Slocum chewed his tongue as he poured. And poured and poured. He began to wonder where the explosive went. The hole hadn’t been that deep. Or had it? He couldn’t remember how far he had hammered. All he knew was that most of the bottle had been emptied. When he saw a tiny pool at the bottom of the funnel, he stopped pouring and corked the bottle.
“Here goes nothing,” he said. Slocum fumbled in his pocket and found the long piece of black miner’s fuse he had intended to use. He had brought enough for a ten-minute burn. He bit off only a foot and affixed it to the funnel. Then he lit the other end. The fuse fell down under water for a moment, but that didn’t extinguish it. The magnesium center burned brightly, sputtering and sending up a small cloud of steam as it worked its way out of the water and toward the nitro.
Slocum splashed furiously and then swam to get away from the blast site.
The explosion doubled him up and slammed him into the rocky wall. He felt sharp edges cutting into him, and then there was a curious lack of pain.
He felt himself being swept toward the spot where he had blasted, and then let out a scream as the floor fell away under him, sending him plunging downward faster and faster.
8
The sudden rush of water carried Slocum into darkness and battered him about like a woodchip in a millrace. As quickly as the water had grabbed him, it was gone. He lay facedown in mud, panting harshly and wondering if this was what it was like being dead. He hoped not. He hurt all over. To spend an eternity with aches, pains, and cuts would be a real hell.
Forcing himself to hands and knees, he looked around. Surprisingly, his carbide lamp still worked. He reached up and adjusted it to shine directly in front of him. The tunnel looked different. Then he turned over and sat heavily. Behind him ran a steady stream of water from above. He peered up and around and saw what had happened. Although he had blasted at the top of the drift, hoping to reach the level above where he had been trapped, the bottom had fallen out of the shaft and sent him downward. Into another tunnel.
The water poured like a waterfall and vanished into holes at the end of this tunnel, disappearing back into the underground river. He didn’t try to figure out what this all meant, other than that he wasn’t dead. Being safe and relatively intact was all that mattered.
Going back to the spot where he had blasted through, he saw he had fallen about ten feet. The new tunnel ran at an angle to the drift above, and he knew this one hadn’t been blasted by anyone working for the Low Down Mine. He had been on the lowest level, and this one was even deeper. It meandered around and headed back toward the spot where he imagined the vein he had unearthed the day before must dive down. Bending over, he directed his light onto the wall. The vein had to have dipped down, like a fish with a hook in its mouth diving to get away from the fisherman.

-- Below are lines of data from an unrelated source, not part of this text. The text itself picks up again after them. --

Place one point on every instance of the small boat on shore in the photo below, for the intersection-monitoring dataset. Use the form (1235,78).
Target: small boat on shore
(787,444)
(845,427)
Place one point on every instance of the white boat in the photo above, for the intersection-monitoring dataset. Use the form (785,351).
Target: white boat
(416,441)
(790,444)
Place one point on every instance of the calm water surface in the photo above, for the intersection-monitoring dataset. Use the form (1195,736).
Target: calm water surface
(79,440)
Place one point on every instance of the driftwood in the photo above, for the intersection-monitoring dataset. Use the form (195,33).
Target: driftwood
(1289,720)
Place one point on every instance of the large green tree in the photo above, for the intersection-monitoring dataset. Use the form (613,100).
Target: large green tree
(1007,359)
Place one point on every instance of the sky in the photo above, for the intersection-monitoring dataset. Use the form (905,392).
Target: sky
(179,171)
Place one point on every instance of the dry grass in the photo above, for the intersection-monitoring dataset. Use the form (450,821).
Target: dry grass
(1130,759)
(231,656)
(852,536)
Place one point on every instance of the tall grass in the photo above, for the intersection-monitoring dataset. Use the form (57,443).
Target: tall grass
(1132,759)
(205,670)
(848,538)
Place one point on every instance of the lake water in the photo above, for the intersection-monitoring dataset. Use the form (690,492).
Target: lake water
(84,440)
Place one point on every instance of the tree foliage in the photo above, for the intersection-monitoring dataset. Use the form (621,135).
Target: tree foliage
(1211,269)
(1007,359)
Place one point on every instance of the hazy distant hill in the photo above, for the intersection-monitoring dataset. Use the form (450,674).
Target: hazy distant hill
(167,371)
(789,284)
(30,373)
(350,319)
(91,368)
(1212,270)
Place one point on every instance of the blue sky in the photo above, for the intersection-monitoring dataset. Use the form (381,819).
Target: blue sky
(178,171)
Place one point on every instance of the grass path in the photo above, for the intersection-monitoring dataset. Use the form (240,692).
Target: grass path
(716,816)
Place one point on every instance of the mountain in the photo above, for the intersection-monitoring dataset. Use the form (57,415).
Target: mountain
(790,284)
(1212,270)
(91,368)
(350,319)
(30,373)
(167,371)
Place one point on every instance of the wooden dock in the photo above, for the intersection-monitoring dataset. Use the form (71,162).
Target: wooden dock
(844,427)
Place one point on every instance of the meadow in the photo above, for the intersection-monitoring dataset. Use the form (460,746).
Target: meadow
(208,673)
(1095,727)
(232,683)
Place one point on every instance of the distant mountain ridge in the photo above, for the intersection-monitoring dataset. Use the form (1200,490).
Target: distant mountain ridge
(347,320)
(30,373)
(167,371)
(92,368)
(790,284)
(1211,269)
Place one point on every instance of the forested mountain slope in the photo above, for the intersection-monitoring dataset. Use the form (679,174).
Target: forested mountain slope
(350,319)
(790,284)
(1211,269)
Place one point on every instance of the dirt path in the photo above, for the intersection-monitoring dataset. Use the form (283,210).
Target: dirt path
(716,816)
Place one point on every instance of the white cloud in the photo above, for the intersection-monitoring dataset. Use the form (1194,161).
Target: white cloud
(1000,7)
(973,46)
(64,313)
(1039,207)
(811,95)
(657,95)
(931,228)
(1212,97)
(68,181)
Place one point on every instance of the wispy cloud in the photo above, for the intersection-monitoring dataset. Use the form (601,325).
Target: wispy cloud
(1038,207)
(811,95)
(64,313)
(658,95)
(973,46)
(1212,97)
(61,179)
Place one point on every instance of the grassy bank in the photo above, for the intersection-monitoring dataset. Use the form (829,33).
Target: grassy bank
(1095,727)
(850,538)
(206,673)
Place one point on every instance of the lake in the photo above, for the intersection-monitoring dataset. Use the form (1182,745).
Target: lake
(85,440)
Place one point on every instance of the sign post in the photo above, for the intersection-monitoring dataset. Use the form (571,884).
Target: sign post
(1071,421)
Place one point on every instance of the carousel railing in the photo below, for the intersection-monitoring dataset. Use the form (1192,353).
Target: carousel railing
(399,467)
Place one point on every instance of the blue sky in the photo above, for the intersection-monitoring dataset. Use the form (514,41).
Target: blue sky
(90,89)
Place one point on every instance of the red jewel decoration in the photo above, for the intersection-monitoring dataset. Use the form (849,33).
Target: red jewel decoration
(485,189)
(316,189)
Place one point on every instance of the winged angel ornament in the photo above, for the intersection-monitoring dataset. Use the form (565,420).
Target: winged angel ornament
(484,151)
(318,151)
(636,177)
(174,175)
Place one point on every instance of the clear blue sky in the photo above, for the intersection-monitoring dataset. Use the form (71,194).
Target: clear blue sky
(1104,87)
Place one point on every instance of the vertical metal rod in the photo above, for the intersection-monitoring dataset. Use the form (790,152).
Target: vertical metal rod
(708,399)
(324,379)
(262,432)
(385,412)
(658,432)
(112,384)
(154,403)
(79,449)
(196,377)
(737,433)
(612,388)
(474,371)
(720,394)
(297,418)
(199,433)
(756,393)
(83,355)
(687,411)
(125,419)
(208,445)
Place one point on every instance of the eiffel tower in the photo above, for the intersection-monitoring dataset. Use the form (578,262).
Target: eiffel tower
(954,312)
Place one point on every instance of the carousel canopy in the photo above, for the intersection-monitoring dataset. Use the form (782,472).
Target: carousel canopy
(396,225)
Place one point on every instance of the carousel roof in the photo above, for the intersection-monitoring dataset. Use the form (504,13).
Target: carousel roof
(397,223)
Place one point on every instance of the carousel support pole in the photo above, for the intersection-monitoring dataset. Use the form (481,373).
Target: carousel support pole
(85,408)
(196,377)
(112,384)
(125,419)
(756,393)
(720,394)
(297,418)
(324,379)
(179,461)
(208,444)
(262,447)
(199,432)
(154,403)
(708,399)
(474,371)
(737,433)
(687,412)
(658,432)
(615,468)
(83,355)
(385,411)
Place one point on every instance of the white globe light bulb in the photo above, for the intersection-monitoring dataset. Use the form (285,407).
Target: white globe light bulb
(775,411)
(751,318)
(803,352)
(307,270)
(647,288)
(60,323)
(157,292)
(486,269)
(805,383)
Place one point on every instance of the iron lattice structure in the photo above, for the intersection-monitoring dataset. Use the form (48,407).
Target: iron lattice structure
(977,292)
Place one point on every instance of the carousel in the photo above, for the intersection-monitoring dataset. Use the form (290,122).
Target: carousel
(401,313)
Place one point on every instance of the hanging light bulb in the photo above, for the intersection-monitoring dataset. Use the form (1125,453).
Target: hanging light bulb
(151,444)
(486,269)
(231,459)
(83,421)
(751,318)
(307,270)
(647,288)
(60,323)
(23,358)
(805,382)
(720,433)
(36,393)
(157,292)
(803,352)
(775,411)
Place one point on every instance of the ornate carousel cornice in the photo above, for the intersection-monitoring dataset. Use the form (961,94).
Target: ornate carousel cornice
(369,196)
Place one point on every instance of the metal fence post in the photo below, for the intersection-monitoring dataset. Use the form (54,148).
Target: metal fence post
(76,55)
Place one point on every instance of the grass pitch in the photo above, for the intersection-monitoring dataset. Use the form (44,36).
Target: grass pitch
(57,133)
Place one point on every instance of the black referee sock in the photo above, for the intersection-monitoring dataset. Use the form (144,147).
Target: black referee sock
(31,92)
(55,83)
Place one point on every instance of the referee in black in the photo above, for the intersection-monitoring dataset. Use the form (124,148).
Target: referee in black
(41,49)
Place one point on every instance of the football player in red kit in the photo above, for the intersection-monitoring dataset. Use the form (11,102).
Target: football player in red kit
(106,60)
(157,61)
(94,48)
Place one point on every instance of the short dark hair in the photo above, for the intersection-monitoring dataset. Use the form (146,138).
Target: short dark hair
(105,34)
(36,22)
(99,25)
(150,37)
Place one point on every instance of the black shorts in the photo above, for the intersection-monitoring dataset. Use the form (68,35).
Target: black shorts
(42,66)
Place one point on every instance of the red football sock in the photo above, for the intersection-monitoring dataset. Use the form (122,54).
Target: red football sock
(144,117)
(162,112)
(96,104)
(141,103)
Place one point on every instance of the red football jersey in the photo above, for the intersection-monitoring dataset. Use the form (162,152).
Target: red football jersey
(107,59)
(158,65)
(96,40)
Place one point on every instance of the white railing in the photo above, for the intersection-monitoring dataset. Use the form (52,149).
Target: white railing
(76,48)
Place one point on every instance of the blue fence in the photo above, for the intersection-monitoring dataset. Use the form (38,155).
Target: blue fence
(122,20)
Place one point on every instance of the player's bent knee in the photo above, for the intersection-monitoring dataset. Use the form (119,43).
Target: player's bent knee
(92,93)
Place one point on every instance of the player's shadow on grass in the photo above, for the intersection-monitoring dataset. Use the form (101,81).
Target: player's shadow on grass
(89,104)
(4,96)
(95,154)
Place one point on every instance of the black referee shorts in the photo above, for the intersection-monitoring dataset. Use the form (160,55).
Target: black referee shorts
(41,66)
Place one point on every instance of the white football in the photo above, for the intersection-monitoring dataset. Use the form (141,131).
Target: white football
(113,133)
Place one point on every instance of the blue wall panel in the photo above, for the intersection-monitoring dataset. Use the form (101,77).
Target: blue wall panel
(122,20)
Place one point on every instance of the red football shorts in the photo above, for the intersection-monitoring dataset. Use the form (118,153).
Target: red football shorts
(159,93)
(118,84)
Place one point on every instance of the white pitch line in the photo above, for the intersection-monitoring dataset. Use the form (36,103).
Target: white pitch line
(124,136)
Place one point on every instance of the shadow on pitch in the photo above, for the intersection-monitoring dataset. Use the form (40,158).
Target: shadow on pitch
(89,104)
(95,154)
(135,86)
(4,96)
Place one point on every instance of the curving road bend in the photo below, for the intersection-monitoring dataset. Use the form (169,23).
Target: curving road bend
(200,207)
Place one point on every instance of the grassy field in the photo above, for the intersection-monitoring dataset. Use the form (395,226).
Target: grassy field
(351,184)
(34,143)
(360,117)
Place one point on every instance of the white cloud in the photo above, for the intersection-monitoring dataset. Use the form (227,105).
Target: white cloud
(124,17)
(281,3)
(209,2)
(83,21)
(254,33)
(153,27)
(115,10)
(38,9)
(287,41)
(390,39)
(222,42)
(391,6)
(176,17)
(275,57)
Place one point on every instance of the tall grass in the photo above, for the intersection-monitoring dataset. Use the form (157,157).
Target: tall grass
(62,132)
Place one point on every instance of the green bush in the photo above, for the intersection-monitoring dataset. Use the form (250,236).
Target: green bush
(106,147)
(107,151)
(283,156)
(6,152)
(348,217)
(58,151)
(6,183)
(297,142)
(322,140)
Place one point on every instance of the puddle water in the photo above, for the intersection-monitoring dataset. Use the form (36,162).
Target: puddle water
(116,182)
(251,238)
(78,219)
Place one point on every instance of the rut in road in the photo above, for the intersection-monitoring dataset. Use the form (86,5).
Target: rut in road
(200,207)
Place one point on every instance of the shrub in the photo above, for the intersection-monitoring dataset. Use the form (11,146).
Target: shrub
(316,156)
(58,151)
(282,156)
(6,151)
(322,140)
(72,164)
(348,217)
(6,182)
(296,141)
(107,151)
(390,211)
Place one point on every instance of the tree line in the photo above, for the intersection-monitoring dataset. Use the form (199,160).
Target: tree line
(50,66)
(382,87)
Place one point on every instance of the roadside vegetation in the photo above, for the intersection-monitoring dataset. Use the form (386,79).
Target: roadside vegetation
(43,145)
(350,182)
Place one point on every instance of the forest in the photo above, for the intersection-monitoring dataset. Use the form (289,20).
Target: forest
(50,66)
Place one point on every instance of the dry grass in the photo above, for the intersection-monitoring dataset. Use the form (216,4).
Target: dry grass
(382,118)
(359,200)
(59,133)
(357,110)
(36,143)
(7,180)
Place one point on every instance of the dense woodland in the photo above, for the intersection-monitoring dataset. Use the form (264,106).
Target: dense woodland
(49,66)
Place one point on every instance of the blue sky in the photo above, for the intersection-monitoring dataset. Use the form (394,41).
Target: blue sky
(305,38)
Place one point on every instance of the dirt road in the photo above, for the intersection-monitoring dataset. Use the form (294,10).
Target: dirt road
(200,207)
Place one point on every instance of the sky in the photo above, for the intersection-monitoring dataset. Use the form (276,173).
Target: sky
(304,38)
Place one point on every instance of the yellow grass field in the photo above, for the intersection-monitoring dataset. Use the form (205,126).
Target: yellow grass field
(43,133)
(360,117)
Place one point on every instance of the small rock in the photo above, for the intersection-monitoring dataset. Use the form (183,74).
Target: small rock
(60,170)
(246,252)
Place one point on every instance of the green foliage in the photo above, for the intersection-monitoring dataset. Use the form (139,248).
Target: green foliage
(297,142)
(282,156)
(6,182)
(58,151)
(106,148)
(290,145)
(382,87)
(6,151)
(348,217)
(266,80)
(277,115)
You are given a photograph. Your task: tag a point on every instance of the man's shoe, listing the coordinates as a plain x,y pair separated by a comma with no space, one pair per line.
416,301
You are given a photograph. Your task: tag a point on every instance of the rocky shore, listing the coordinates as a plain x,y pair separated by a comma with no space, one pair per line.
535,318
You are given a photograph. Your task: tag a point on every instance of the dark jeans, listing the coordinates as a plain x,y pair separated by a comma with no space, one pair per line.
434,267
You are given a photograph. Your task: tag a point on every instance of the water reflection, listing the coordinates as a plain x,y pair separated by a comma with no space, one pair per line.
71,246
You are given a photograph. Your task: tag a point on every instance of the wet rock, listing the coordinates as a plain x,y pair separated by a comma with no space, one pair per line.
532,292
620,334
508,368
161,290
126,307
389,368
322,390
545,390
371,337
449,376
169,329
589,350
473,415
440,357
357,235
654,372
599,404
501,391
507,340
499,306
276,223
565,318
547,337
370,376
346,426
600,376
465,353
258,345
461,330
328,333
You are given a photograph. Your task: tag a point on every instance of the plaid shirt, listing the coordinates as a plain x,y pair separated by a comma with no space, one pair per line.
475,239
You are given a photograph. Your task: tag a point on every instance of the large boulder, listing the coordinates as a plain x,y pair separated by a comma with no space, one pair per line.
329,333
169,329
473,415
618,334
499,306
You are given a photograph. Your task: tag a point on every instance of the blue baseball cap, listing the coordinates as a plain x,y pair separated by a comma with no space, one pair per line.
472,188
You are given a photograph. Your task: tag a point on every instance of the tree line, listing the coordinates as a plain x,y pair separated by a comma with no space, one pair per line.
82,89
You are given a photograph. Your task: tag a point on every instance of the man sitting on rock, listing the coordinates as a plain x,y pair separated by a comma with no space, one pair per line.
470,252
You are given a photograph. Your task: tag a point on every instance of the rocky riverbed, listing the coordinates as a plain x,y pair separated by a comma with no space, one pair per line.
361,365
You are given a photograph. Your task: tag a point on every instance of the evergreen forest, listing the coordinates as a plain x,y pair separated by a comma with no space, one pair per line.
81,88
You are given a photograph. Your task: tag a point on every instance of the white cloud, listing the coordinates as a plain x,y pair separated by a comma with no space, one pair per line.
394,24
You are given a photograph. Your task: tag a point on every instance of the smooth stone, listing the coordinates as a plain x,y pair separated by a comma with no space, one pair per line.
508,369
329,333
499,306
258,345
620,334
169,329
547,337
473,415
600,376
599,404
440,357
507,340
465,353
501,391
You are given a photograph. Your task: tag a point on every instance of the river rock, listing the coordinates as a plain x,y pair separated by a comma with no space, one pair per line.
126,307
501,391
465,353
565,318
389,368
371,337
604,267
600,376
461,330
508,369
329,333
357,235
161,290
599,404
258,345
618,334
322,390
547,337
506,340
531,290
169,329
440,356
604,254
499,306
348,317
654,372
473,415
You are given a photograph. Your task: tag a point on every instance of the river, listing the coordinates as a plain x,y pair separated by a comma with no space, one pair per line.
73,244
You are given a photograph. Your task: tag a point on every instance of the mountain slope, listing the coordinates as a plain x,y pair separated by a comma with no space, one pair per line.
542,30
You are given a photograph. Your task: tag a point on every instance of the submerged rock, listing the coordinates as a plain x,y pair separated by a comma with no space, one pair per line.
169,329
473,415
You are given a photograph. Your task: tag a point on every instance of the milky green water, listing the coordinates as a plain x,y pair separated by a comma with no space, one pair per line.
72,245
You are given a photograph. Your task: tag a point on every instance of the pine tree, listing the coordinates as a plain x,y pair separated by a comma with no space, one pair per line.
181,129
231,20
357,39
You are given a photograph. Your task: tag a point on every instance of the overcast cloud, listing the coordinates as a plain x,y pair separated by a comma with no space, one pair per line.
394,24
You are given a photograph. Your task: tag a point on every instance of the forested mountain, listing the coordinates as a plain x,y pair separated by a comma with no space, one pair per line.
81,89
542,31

Slocum rubbed his fingers over the rock and scraped enough to show a bright yellow streak. If this wasn’t the same vein he had found higher up, he would eat it one stone at a time. Somebody had come up underneath and had worked out a considerable amount of the blue dirt.
High-graders.
He swung around and cast his light into the distance. The tunnel curved enough to swallow up the light and not show him anything. Slocum examined the wet slope up into the Low Down tunnel above and knew he could never climb back. Not only was the steady stream of water against him, making the stone too slippery to climb, it was too steep. Even if he could jump and catch the edge of the drift above, pulling up into it wasn’t likely to happen.